# US Social Security Benefits and the UK/USA DOUBLE TAXATION CONVENTION



## Cowshill (Aug 25, 2010)

Does anyone have specific knowledge of how the UK/USA DOUBLE TAXATION CONVENTION applies to US Social Security retirement benefits paid to a US citizen resident in the UK. The language is in sufficiently twisted legalese to be difficult to interpret by a layman.

Article 17 Paragraph 1. b) seems to say that if a US pension benefit would not be taxable in the US if the recipient were resident there, then it is not taxable in the UK either.

Article 17 Paragraph 3 may be saying that there is an exception to the above specifically for Social Security payments, and under these circumstances they are taxable in the UK.

Has anyone had the experience to clarify this definitively? Thanks!

- Cowshill


----------



## theOAP (Aug 30, 2010)

Since no one else has taken this on, I’ll give it a shot. But it comes with some definite warnings:

Warning 1: I’m just a punter, and not a tax professional. I’m only aware of the basics due to my own interest in obtaining a US Social Security payment in the UK.

Warning 2: Never read a US Tax Treaty unless you fully understand the meaning of “Notwithstanding”, “saving clause”, and “exceptions”. For US citizens, the treaty benefits are generally only available to residents of the U.S. They generally are not available to U.S. citizens and resident aliens who do not reside in the U.S. 

Read the Technical Explanation to the treaty. For the US-UK treaty it’s usually available additionally wherever you find the treaty under the file name “teus – uk”. But be aware that amendments are made to the treaty occasionally and are found in separate updates.

Warning 3: Make sure you known the difference between “Non-Dom”, “remittance”, and “arising basis” for UK taxes for HMRC.

For Article 17, two paragraphs are subject to the saving clause, and two paragraphs are “exceptions” to the saving clause. The technical explanation for the treaty contains the following clarification for Article 17, paragraph 3:
“Accordingly, a U.S. citizen who is a resident of the United Kingdom will not be subject to U.S. tax on any U.S. social security benefits,…..”

If you decide to take a treaty based position on your tax return, be sure to read IRS Form 8833.

I know this may not apply to everyone, and many will already be aware, but I’ll throw it in anyway. If you receive any income from a State pension or Company Pension (amongst others) from any sources outside of the US (does not meet the definition of a US pension) you will be subject to WEP, the Windfall Elimination Provision. Your Social Security benefits will be reduced accordingly.

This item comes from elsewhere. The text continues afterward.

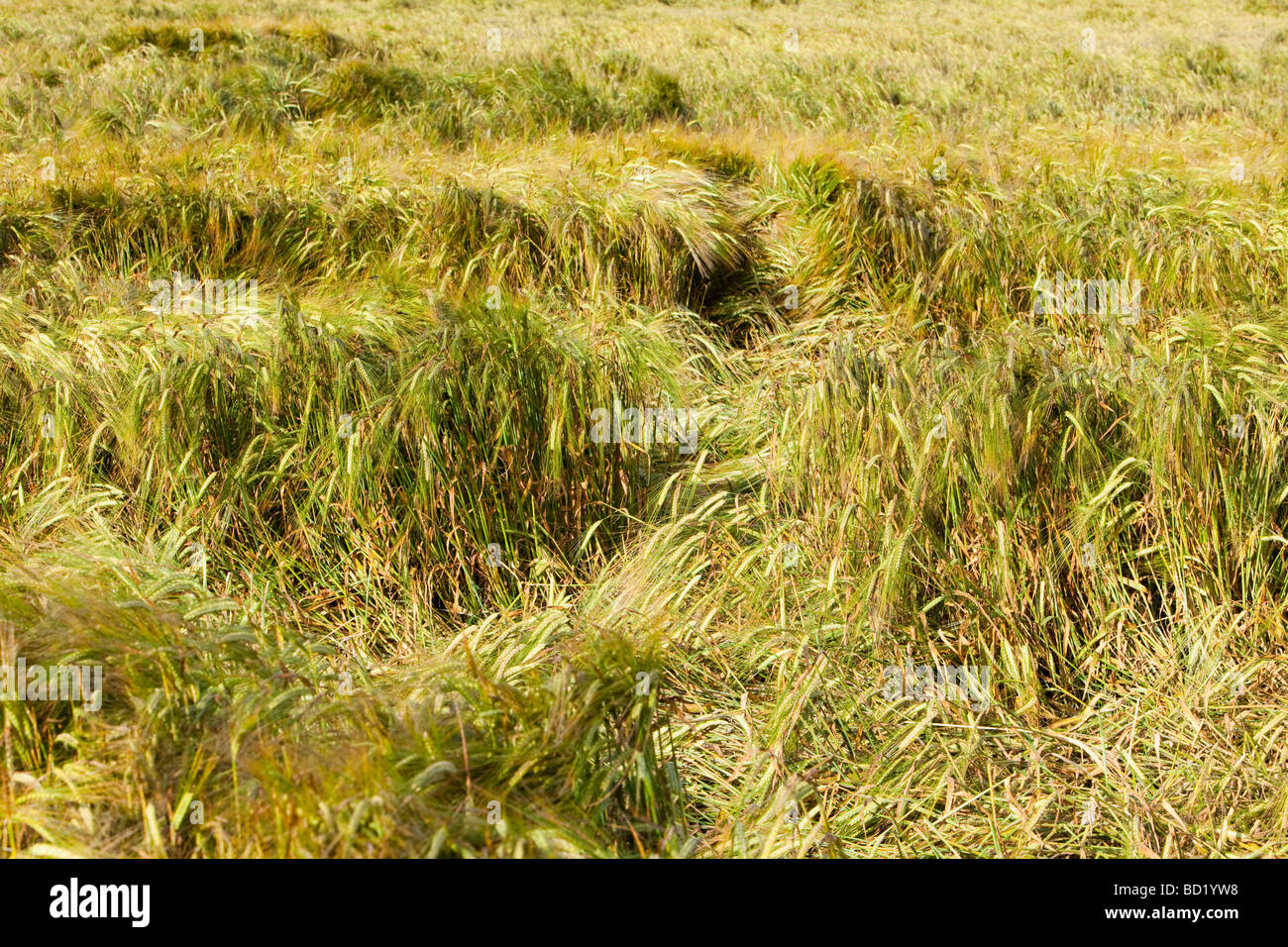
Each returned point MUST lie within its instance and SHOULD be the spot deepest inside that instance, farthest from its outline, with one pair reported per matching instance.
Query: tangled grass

Once you have the correct amount, the Social Security Administration will forward to your bank account in the UK that amount each month, subject to the daily applicable exchange rate, in Pounds Sterling. There will be no deductions, hence the requirement to understand HMRC rules. If you are classified by HMRC rules as being required to file under the “arising basis” or the “remittance basis” you will definitely pay UK tax on the amount. You’ll also need to know how to apply all this to your US 1040 tax return.

And, again, a final warning: this is an amateurs’ simplified response.


----------



## theOAP (Aug 30, 2010)

Just to correct myself!

"you will definitely pay UK tax on the amount." should be followed by "by any amount your income exceeds your personal allowance".


----------